This is being called through the overlay zone allocator and I suspect the 
memset at line 5358 in jemalloc.c -- maybe we just disable MALLOC_FILL, or only 
enable it for DEBUG builds since it's only useful for tracing memory.

However, on the other sites, the DEBUG version is already faster than the opt 
G5 version, so I'm not sure how to explain your results on 10.5 other than the 
fact the 10.5 allocator is already pretty optimized? I'm going to do a rebuild 
without MALLOC_FILL and with issue 231 turned off to see how that comes out. 
Note that the cut and paste and drag -to- the browser issues have solved 
themselves, but 10.4 is vulnerable to the crash in M702250 (see issue 218 for 
more).

Original comment by classi...@floodgap.com on 18 Jul 2013 at 12:39

GoogleCodeExporter commented 9 years ago
Disabling MALLOC_FILL fixes the specific problem above. However, with issue 231 
disabled and regular CPU detection enabled, the browser once again dramatically 
slows on certain sites even in a jemalloc build, so issue 218 and issue 231 
appear to be separate issues that contribute to this meta-issue.

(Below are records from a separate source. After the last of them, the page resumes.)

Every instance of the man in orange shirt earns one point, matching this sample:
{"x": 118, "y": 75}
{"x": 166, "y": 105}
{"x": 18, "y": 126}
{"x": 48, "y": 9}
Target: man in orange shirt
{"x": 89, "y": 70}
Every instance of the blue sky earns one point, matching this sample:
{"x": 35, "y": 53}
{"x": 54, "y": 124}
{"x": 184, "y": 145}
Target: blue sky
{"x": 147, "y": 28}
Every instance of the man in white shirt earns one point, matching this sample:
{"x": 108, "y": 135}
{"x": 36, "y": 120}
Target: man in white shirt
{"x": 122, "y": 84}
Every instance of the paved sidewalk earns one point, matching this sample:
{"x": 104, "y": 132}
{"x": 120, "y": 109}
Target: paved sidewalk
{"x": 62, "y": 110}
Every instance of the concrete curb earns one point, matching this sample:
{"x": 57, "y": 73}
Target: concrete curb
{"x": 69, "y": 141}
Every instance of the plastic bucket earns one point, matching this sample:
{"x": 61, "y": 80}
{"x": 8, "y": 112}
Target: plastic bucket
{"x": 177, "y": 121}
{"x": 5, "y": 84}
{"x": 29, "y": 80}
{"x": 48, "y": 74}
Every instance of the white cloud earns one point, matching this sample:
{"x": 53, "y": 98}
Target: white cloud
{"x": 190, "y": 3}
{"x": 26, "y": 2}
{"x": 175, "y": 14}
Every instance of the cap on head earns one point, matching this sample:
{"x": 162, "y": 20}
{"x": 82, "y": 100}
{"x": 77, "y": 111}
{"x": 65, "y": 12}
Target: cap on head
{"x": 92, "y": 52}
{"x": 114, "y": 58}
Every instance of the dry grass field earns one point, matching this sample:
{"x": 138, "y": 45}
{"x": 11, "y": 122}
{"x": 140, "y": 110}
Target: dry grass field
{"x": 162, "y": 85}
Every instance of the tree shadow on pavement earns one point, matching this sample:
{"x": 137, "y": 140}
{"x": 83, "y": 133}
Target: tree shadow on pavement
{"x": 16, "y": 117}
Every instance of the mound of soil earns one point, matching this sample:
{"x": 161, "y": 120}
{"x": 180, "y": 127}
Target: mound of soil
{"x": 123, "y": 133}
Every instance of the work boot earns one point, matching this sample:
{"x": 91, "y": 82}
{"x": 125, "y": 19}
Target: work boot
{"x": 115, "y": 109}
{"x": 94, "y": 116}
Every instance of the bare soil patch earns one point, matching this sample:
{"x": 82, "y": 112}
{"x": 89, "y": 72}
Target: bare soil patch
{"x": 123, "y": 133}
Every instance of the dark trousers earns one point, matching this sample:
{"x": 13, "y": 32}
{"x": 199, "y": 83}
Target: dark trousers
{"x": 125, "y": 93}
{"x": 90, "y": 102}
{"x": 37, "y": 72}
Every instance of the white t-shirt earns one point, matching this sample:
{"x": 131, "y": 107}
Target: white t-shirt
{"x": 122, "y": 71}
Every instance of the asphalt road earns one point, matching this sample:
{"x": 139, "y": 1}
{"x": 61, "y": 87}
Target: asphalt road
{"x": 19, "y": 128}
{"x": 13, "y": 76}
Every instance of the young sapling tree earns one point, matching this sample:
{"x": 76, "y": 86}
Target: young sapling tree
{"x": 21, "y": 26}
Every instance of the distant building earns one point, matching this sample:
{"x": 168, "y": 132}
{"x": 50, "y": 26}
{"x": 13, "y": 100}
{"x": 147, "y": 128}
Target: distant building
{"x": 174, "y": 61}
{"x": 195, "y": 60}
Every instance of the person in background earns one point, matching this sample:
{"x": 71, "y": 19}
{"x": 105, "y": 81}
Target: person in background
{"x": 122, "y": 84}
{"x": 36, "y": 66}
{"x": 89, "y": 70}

The question then becomes whether 10.5 needs issue 231 also.

Original comment by classi...@floodgap.com on 18 Jul 2013 at 2:31

GoogleCodeExporter commented 9 years ago
The crashes from M702250 used to be reproducible only temporarily (at least on 
10.5) - it could crash reproducibly at one moment but didn't crash anymore 
after rebooting.

Original comment by Tobias.N...@gmail.com on 18 Jul 2013 at 11:00

GoogleCodeExporter commented 9 years ago
It's consistent if I drag the image to the desktop and intermittent if I drag 
it to a non-image destination, say, a terminal window. But it's unacceptable at 
this level.

So, one option is don't let the user drag images -- either Copy to Clipboard 
(which appears to work) or save to disk (which works). I have to test those on 
big images, but I guess that's one way to solve the problem. Mozilla concluded 
the bug was Apple's, not theirs, after all.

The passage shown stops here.